- Active: July 1918–February 1919
- Country: United States
- Branch: United States Army
- Type: Infantry
- Part of: 17th Infantry Brigade, 9th Division

= 67th Infantry Regiment (United States) =

The 67th Infantry Regiment was an infantry regiment of the United States Army during World War I. Organized in mid-1918 at Camp Sheridan, the regiment was preparing to go overseas with the 9th Division when the war ended. It was demobilized shortly thereafter.

== History ==
The 67th Infantry Regiment was constituted on 5 July 1918 in the Regular Army and organized during the same month with the new 9th Division at Camp Sheridan from a cadre of the 45th Infantry Regiment. The new unit was commanded by Major Byard Sneed, who was replaced by Colonel Moor N. Falls from mid-August. Among the officers from the cadre was future novelist F. Scott Fitzgerald, who became a first lieutenant in the regiment. Assigned to the 17th Infantry Brigade together with the 45th, the regiment was brought up to strength with draftees.

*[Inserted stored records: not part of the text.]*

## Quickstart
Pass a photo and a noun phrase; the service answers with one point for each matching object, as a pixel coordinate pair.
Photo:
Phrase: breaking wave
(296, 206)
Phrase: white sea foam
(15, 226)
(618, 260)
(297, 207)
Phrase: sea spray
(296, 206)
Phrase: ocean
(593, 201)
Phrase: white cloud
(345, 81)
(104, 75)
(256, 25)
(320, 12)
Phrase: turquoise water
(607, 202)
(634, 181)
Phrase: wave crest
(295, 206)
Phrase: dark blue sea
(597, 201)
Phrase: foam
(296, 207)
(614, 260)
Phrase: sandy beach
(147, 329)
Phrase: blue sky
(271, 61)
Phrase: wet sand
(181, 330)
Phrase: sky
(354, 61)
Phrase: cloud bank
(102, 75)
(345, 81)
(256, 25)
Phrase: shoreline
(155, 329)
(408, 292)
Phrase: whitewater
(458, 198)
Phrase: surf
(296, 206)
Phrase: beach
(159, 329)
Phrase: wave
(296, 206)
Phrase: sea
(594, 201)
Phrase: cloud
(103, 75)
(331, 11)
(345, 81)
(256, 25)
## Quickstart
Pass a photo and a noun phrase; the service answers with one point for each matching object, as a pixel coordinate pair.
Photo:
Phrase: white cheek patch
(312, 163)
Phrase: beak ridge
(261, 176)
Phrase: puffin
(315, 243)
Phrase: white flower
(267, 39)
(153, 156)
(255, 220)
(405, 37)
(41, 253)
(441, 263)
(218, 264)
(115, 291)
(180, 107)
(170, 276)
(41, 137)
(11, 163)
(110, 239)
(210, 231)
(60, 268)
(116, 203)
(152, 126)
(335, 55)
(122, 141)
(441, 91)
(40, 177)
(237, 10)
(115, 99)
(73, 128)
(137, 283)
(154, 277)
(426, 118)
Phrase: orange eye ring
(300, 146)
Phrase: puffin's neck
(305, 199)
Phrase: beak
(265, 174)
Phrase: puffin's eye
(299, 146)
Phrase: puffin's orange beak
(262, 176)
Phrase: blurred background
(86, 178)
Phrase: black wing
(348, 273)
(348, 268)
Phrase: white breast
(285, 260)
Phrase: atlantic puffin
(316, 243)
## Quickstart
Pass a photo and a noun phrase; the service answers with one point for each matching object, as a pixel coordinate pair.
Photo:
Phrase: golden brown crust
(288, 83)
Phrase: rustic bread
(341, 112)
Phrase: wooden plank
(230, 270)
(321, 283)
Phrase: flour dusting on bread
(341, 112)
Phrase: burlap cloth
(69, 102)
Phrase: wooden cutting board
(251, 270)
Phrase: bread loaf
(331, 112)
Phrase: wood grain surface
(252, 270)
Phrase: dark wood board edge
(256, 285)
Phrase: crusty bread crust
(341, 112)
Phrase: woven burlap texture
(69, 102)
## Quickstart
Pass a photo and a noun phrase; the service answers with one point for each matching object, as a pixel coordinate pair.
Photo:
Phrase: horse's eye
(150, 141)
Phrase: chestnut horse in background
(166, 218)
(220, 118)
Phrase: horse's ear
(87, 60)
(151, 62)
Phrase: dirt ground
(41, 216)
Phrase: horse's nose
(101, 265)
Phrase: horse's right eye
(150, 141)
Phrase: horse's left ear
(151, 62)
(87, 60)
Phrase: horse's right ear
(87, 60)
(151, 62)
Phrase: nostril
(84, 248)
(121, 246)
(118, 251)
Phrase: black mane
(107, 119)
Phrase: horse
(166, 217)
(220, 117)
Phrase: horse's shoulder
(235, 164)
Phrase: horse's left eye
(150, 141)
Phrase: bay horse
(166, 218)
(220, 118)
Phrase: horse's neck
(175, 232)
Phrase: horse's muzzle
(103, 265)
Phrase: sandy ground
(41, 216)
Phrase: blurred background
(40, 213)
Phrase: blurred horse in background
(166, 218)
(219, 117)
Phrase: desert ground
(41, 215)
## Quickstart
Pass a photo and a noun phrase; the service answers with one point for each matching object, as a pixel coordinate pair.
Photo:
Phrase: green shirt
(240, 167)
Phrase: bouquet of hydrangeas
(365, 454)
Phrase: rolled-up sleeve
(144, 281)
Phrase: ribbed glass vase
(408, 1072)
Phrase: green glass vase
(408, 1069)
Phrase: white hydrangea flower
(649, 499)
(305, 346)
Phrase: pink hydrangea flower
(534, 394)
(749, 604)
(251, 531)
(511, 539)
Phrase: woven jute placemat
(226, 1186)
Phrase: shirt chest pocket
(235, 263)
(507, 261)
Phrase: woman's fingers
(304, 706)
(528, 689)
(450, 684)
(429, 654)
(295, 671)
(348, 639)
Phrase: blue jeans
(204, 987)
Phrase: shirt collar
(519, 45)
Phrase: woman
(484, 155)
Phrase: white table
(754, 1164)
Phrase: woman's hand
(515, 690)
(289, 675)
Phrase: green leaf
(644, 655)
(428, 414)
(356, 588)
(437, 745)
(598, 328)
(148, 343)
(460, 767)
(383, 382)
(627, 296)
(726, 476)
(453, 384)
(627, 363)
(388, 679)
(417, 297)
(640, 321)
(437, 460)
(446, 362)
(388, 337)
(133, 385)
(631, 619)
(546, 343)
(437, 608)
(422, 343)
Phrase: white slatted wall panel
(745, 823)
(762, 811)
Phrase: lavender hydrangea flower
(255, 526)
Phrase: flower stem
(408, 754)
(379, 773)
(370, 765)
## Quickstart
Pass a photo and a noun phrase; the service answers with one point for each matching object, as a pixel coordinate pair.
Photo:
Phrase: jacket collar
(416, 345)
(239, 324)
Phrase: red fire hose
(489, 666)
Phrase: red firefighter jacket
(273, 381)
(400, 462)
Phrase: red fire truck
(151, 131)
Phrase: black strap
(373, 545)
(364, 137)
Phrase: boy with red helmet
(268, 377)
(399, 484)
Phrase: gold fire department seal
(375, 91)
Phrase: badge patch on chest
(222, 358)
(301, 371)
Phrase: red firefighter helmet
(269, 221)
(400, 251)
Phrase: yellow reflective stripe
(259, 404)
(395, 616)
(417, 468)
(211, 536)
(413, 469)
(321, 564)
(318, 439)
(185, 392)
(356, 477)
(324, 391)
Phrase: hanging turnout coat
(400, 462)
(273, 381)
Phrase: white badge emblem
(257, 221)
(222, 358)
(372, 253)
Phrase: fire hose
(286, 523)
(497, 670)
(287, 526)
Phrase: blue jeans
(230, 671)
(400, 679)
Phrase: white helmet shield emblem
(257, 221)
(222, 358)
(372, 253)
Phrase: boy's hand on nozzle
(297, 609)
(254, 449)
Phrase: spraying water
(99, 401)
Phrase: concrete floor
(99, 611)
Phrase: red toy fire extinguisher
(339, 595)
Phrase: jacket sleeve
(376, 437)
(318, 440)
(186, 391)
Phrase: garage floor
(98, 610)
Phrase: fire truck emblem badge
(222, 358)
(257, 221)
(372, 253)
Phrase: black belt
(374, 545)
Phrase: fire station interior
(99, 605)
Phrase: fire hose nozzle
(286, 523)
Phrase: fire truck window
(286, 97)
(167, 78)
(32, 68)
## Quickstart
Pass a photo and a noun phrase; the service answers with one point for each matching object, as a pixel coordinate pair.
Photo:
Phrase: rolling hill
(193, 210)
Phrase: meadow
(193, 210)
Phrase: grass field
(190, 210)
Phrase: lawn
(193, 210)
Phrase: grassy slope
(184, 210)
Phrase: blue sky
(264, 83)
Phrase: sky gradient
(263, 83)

The division began systematic training in August and on 28 October its advance detachment moved to Camp Mills to prepare for overseas departure, delayed by a curtailment of training activities during September and October due to Spanish flu. Four soldiers of the division were among those who died of the disease on one of the deadliest days in terms of influenza deaths at Camp Sheridan, 22 October. When the Armistice was signed on 11 November, all overseas movements were suspended and the advance detachment returned to Camp Sheridan. In December, the regiment was split up, with the 1st Battalion moving to Camp McClellan and the 3rd Battalion to Camp Shelby for garrison duty. Demobilization was ordered on 17 January 1919 and completed on 15 February.